でも道隆を心から尊崇したにしては江ノ島弁財天もおかしなことをしますねぇ。 鏡天井には、狩野雪信筆『雲竜』が描かれています。狩野雪信って女性だとか。「円鑑」の額は無学祖元の筆と。 建長五年(1253年)11月、建長寺の開堂供養が行なわれ、禅道場の大刹が創建されるとその住持は常楽寺の住職をも兼ね、常楽寺を守る僧衆を定めたそうです。
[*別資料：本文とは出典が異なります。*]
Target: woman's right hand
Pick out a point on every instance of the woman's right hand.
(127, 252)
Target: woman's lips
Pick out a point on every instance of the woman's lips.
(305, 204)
文殊堂こちらは文殊堂、明治14年に扇が谷の英勝寺から移築したものだそうです。 文殊菩薩は文珠菩薩とも書き、文殊師利菩薩(もんじゅしゅりぼさつ)の略で。梵名はマンジュシュリー。バラモン教の神の転身ではなく、舎衛国のバラモンに生まれた実在の人物だそうです。仏典編纂に関わったとか。「文珠の知恵」と言えばおわかりになるでしょう。知恵の神様、いや菩薩さまです。こちらに祭られる文殊菩薩は首部は蘭渓道隆が日本に来た時に携えてきて胴部を日本で補造したと伝えられます。そうかどうかはともかくとして、鎌倉時代のものと言うことは確からしいです。 1月25日の文殊祭りのときしか御開帳にならないんだそうですが、この元旦には開いていました。でもそんな大変なものとは知らず、天井の文殊大菩薩と書かれた提灯と千羽鶴しか見ていませんでした。あとは「神社でもないのにここは鈴なんだよなぁ」とか。失敗した! 北条泰時の十三回忌翌1254年(建長六年)、3代執権北条泰時の十三回忌がここ常楽寺でとり行なわれます。臨済宗建長寺の住持が兼任したお寺なのに真言供養と言うところが当時らしいですね。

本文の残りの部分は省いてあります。